Let me go directly to the heart of the matter: at present, there is no more politics in France.
No more politics, that is, if we mean by politics a reasonable calculation of the balance of those forces able to maintain some pressure on the state power. We have in France today a strange kind of regime relying upon one man who does not represent politics in the classical democratic sense. And this, for two reasons.
First, because he tries to create a role quite without precedent in modern democracy, the role of the supreme arbiter, the chef d’etat who presents himself as above all forces within his country, as a body without weight or gravity. That is De Gaulle’s claim: he represents himself, De Gaulle, and in representing himself he represents France as an undefined and undetermined political force.

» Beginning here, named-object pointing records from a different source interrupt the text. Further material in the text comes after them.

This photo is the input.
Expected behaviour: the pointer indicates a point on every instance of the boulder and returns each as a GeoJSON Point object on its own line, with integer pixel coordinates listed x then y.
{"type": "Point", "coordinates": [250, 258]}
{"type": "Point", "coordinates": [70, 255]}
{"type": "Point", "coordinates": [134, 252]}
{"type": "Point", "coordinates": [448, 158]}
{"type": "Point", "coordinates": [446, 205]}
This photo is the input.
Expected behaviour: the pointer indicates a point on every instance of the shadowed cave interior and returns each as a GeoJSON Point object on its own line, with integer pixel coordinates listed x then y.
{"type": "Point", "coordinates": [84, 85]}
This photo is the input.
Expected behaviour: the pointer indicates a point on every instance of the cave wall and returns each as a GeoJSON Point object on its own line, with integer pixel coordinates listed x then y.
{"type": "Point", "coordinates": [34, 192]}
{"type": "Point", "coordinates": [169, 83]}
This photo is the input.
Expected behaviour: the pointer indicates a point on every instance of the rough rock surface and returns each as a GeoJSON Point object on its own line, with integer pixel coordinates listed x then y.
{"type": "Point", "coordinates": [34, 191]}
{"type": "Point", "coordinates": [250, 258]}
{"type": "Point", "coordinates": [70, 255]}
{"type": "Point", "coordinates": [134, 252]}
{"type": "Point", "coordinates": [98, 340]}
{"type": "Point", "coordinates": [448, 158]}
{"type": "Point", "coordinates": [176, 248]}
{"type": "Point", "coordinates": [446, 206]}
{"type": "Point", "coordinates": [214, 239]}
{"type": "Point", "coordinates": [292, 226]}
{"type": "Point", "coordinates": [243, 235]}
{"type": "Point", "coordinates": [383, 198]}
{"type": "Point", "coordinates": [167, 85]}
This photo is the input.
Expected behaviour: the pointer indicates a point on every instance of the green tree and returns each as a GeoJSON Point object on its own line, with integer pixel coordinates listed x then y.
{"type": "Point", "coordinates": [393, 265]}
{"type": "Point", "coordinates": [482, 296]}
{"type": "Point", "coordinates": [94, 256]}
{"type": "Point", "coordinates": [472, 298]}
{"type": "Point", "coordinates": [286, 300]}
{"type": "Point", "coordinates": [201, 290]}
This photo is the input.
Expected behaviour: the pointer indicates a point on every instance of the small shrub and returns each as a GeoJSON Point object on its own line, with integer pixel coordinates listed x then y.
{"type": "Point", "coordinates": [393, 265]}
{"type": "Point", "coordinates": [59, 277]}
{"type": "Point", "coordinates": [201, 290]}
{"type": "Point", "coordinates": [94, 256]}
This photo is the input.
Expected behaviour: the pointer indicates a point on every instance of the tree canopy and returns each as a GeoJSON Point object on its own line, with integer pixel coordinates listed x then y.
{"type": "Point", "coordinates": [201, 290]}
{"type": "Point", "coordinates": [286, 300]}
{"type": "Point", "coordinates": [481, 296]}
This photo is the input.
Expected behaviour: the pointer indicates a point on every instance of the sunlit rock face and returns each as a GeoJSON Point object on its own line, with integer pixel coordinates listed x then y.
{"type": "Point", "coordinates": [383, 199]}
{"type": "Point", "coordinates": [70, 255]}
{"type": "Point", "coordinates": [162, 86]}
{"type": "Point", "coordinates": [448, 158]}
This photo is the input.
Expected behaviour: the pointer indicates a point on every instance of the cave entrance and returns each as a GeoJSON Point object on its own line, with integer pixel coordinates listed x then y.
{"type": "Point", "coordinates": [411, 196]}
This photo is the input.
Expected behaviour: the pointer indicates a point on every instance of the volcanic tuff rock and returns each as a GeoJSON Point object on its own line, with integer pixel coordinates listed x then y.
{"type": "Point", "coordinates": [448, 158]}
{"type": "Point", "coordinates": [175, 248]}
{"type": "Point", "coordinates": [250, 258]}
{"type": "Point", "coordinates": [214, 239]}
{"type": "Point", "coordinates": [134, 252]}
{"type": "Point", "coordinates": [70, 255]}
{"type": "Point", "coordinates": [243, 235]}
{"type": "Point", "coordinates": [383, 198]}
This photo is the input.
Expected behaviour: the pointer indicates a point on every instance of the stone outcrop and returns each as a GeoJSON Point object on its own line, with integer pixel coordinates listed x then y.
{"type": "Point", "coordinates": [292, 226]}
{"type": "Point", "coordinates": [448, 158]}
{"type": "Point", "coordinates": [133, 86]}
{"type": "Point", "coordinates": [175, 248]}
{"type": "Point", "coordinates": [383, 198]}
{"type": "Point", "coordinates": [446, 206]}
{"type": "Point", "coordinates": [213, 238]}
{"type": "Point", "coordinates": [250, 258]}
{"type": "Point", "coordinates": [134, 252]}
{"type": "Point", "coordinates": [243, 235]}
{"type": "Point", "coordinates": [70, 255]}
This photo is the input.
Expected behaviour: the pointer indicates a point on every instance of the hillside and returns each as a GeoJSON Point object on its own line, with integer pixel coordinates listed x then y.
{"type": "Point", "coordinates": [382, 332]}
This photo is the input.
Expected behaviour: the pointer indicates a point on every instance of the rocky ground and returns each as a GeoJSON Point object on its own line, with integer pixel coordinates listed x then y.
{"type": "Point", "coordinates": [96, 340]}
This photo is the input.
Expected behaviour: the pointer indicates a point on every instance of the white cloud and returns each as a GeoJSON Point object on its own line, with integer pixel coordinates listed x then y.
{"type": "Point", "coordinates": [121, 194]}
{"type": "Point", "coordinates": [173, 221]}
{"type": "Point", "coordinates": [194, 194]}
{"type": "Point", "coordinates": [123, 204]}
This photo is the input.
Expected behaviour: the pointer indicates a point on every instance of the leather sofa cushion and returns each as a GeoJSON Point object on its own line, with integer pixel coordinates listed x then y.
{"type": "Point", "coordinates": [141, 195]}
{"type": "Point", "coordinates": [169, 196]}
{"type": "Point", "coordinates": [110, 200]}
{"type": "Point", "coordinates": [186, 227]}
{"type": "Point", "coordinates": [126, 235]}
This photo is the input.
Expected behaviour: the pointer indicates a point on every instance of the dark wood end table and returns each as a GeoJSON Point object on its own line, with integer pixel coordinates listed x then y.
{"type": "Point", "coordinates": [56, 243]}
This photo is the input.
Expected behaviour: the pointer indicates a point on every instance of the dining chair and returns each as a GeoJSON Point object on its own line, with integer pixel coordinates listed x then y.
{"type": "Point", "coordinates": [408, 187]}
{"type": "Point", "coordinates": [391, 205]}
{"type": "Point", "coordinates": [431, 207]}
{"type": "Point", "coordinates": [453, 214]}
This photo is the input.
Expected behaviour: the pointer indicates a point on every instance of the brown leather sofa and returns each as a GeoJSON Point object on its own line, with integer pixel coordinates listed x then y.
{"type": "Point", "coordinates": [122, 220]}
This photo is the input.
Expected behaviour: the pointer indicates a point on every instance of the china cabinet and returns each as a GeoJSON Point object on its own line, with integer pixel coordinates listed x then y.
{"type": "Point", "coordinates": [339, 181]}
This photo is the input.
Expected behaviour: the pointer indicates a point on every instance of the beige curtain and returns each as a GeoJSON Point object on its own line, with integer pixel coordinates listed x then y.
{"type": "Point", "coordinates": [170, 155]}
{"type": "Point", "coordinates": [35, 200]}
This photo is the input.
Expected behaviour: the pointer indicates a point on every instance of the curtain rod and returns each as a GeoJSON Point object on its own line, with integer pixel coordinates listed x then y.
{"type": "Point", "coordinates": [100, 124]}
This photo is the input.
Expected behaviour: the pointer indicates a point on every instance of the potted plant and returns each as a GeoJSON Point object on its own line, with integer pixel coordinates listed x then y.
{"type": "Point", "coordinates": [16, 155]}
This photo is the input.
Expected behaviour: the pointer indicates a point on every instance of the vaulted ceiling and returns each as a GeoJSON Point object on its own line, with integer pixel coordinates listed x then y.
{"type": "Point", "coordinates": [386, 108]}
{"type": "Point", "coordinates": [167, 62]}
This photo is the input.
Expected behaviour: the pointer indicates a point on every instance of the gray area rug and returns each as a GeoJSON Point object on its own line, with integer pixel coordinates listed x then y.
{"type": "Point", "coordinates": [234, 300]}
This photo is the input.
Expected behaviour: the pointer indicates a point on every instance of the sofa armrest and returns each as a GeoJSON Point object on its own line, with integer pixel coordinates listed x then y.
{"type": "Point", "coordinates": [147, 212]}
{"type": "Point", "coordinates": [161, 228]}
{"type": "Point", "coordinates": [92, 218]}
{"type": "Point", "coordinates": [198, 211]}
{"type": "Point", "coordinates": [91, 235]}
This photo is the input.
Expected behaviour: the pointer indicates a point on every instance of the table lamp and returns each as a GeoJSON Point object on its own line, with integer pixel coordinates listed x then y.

Second, not only is De Gaulle a man alone, outside of the political game, but more important, he is also trying to create the kind of power that Max Weber called charismatic power: the politics of inspiration. But this is no longer really politics as we know it in democratic states; it is a kind of psychology or a politics relying on the magical effects of personal prestige and language. De Gaulle today does not speak for certain historical forces aligned against other forces; nothing could be more inaccurate than to compare him with the American president.
It is the triumph of this “non-partisan” charismatic leadership that explains the curious events of the past six months in France. The first major consequence of this kind of leadership was the referendum De Gaulle organized on the new constitution, a referendum calculated to make certain an almost unanimous response. For this charismatic leader must have behind him an undefined nation which no longer relies upon majority rule but instead conforms to the rituals of unanimity. The law of democracy, however, is ultimately the law of the majority, and as soon as we substitute unanimity for majorities we have abandoned democracy. That is why a “no” vote in the referendum had finally no meaning: it was not a genuine referendum but a plebiscite.